Security Operations Conducted in Ingushetia and Dagestan
Publication: North Caucasus Weekly Volume: 8 Issue: 17
Kavkazky Uzel reported on April 25 that Russian and local security bodies conducted a large-scale “zachistka,” or security sweep, in the settlement of Voznesenovskaya in Ingusehtia’s Malgobeksky district on April 22 and 23. The website quoted Voznesenovskaya residents as saying that all points of entry into and out of the village were blocked by security forces, who deployed armored vehicles and went house-to-house to check the identification papers of residents. According to the Information Center of the Council of Non-Governmental Organizations, a Nazran-based human rights group, security personnel also searched homes. No one was detained in the operation.

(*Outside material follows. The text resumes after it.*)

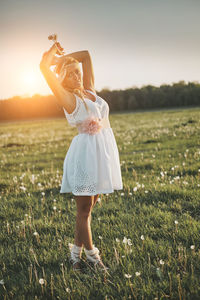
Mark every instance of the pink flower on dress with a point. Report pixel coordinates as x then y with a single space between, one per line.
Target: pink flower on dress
91 125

The security operation was reportedly part of an ongoing search for Uruskhan Zyazikov, the 72-year-old uncle of Ingush President Murat Zyazikov who was kidnapped in March (Chechnya Weekly, March 29). The kidnapping was widely denounced in Ingushetia.
An officer with the anti-organized crime department of Ingushetia’s Interior Ministry, Daud Fargiev, was shot to death by unknown persons while driving in Nazran on April 23. According to Kavkazky Uzel, investigators believe the attack could either have been an act of personal revenge or connected with Fargiev’s professional activities.
Kavkazky Uzel reported on April 19 that the offices of ten non-governmental organizations in Nazran were closed more than a month ago following an incident in which someone fired a rocket-propelled grenade that landed in the courtyard of a private home located next to a cottage housing offices of the United Nations High Commissioner for Refugees (UNHCR).
In Dagestan, two suspected rebels were killed and two policemen wounded during a special operation in the village of Pervomaiskoe in Dagestan’s Khasavyurt district, Interfax reported on April 23. A source in the republic’s law-enforcement bodies told the news agency that the slain suspected rebels were members of the Shelkovskoi jamaat who had been involved in attacks on federal, Dagestani and Chechen Interior Ministry personnel.
Meanwhile, Kavkazky Uzel reported on April 18 that policemen in Makhachkala had seized merchandize from the “Sunna” shop, which specializes in Islamic literature. The store’s owner, Makhmud Kurbanov, told the website’s correspondent that the police said the seized literature and laser discs would be examined to determine whether they included “Wahhabi agitation and calls for kindling inter-religious or inter-ethnic hatred.” Earlier this month, Dagestani President Mukhu Aliev called on the republic’s media to prepare more publications of an “anti-terrorist and anti-Wahhabi nature” (Chechnya Weekly, April 19).